Au Royaume
Le technocrate et le politique
Les partis, qu’ils soient dans la majorité ou l’opposition, ont besoin plus que jamais de mettre à niveau leurs parlementaires pour qu’ils puissent être en mesure de décortiquer les lois, de les comprendre, de les discuter et de prendre la décision.

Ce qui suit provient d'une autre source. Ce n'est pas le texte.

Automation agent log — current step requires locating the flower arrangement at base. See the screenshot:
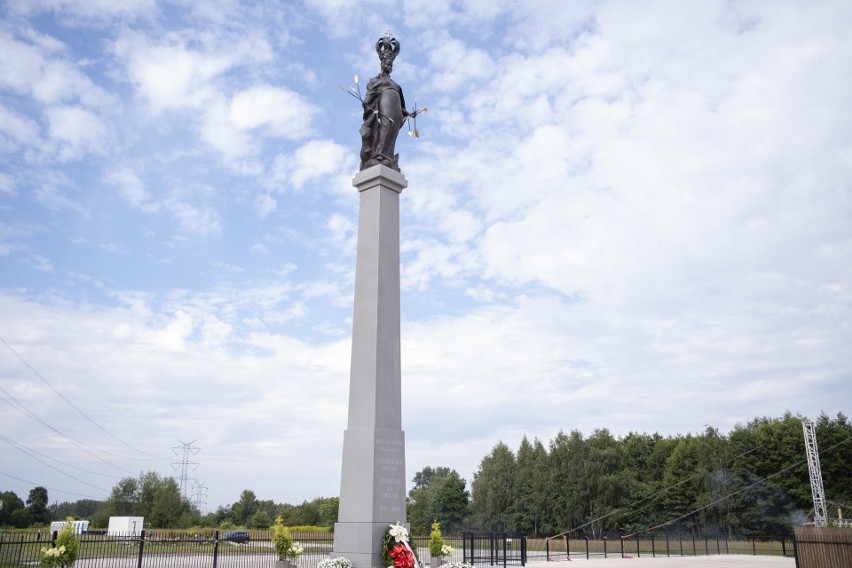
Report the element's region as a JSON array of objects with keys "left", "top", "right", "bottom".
[
  {"left": 381, "top": 523, "right": 420, "bottom": 568},
  {"left": 317, "top": 556, "right": 352, "bottom": 568},
  {"left": 38, "top": 517, "right": 80, "bottom": 568}
]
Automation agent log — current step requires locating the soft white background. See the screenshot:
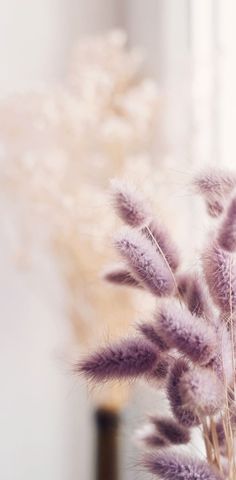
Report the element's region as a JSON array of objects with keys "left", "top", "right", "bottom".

Ça ne rate jamais. Chaque année, le projet de Loi de finances apporte son lot de surprises, bonnes et mauvaises. Certaines sont rattrapées au Parlement mais d’autres passent comme des lettres à la poste et, souvent, ne se dévoilent au grand jour que quand il est trop tard. Cette année, le projet n’a pas dérogé à la règle. La preuve, bien après le vote du projet par la première Chambre, voilà qu’on y découvre une bombe. La loi comporte, en effet, une série de mesures relatives aux transactions foncières et qui, si elles sont appliquées à la lettre, risquent de signer l’arrêt de mort du secteur immobilier.

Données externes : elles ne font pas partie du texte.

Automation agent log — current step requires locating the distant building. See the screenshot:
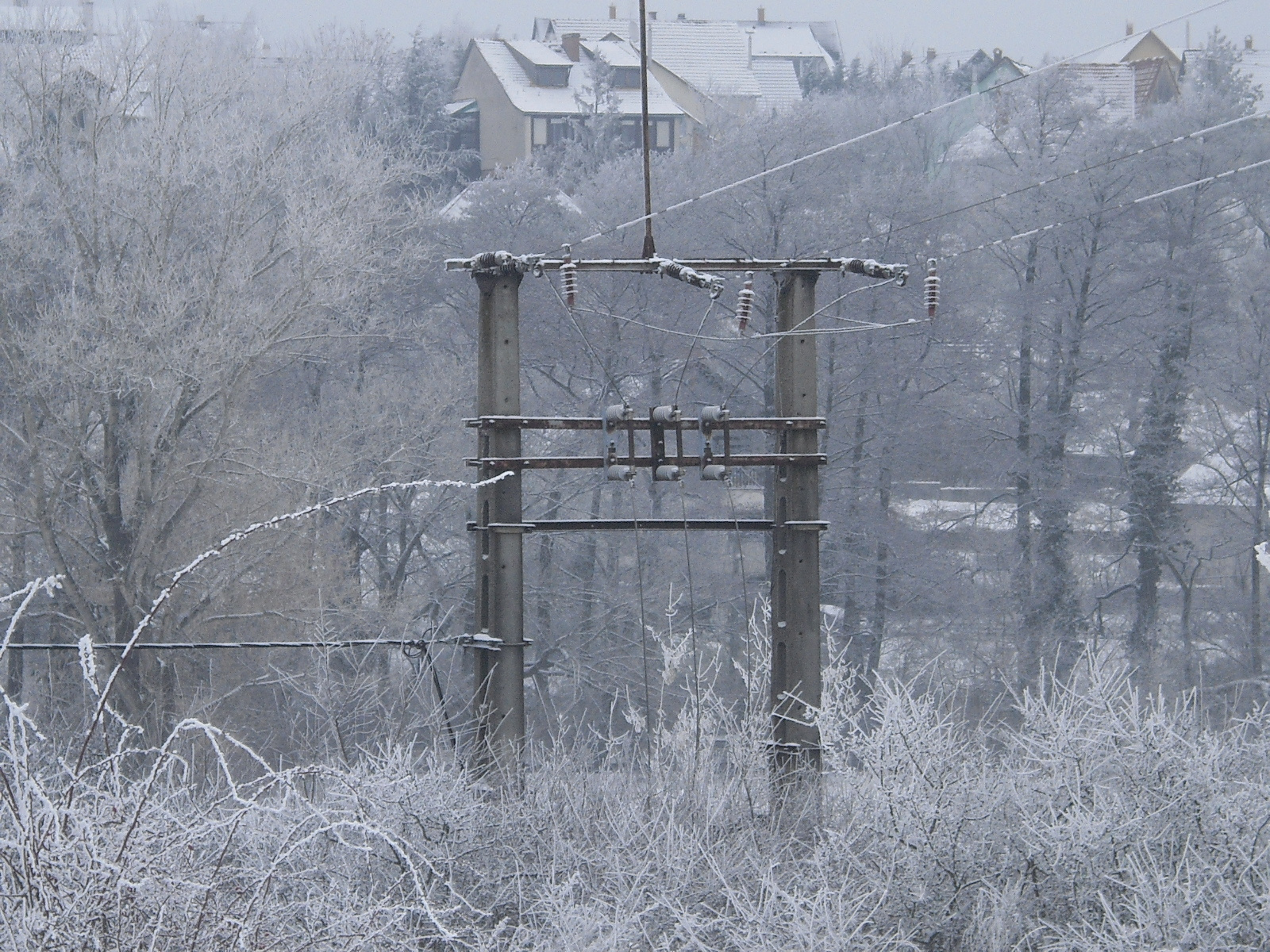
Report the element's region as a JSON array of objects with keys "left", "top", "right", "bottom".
[
  {"left": 533, "top": 5, "right": 807, "bottom": 137},
  {"left": 1183, "top": 36, "right": 1270, "bottom": 99},
  {"left": 1060, "top": 23, "right": 1183, "bottom": 122},
  {"left": 446, "top": 33, "right": 687, "bottom": 173},
  {"left": 737, "top": 6, "right": 842, "bottom": 90}
]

Certes, le projet n’étant pas encore adopté définitivement, un rattrapage est toujours possible moyennant un amendement chez les conseillers et une deuxième lecture par les représentants. Mais au-delà, un tel incident et bien d’autres qui ne manqueront certainement pas d’apparaître interpellent quant aux rôles des uns et des autres. Les politiques, gouvernement, opposition, parlementaires perdent leur temps à se chamailler sur les formes, parfois, il est vrai sur des questions importantes mais on oublie beaucoup d’autres détails. Le temps perdu dans les querelles, les réquisitoires et les batailles politiques serait mieux investi si on le passait à éplucher la loi. A défaut, on se retrouve avec de très mauvaises surprises.

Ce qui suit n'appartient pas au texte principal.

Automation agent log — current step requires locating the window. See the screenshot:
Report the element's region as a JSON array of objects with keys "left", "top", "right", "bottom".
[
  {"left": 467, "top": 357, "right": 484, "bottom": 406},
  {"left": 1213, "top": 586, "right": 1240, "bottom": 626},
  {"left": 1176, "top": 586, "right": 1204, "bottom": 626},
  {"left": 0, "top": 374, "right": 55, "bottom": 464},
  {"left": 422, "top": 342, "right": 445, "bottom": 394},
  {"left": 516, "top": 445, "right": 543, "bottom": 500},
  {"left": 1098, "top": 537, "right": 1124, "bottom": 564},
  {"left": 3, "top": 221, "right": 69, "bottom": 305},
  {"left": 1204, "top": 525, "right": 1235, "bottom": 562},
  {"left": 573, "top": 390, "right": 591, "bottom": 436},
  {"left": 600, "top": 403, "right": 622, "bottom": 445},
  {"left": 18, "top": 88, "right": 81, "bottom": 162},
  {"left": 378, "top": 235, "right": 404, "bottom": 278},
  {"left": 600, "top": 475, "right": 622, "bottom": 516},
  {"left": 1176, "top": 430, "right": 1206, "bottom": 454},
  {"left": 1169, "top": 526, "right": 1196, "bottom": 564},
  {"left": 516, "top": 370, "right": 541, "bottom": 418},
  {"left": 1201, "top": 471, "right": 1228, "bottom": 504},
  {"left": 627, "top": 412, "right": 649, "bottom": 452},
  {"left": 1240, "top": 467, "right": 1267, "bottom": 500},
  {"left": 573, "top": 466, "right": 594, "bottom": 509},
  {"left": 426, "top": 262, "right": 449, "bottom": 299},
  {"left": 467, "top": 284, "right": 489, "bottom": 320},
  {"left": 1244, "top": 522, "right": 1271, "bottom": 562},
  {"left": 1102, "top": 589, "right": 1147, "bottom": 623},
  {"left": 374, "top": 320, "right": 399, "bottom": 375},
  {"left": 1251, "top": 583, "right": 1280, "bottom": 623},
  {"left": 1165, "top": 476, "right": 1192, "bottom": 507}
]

En fait, si de telles dispositions ont été insérées dans le projet de loi, c’est que la technostructure du ministère des finances, dont fait partie la direction des impôts, l’a fait dans un objectif précis qui est de lutter contre la spéculation et, au passage aussi, de collecter plus de recettes dont l’Etat a grandement besoin. On ne peut pas en vouloir aux technocrates qui sont parfaitement dans leur rôle. D’ailleurs, ils ne font que proposer et c’est les politiciens qui décident. Sauf que pour décider, il faut être outillé. Et la Loi de finances n’est que l’exemple le plus visible.
Les partis, qu’ils soient dans la majorité ou l’opposition, ont besoin plus que jamais de mettre à niveau leurs parlementaires pour qu’ils puissent être en mesure de décortiquer les lois, de les comprendre, de les discuter et de prendre la décision. Les associations professionnelles, comme la CGEM par exemple, doivent, elles, se doter d’équipes dédiées pour faire de la veille et, surtout, pour apporter, s’il le faut, leur expertise aux politiques. Encore plus quand il s’agit de lois qui touchent directement la vie des entreprises.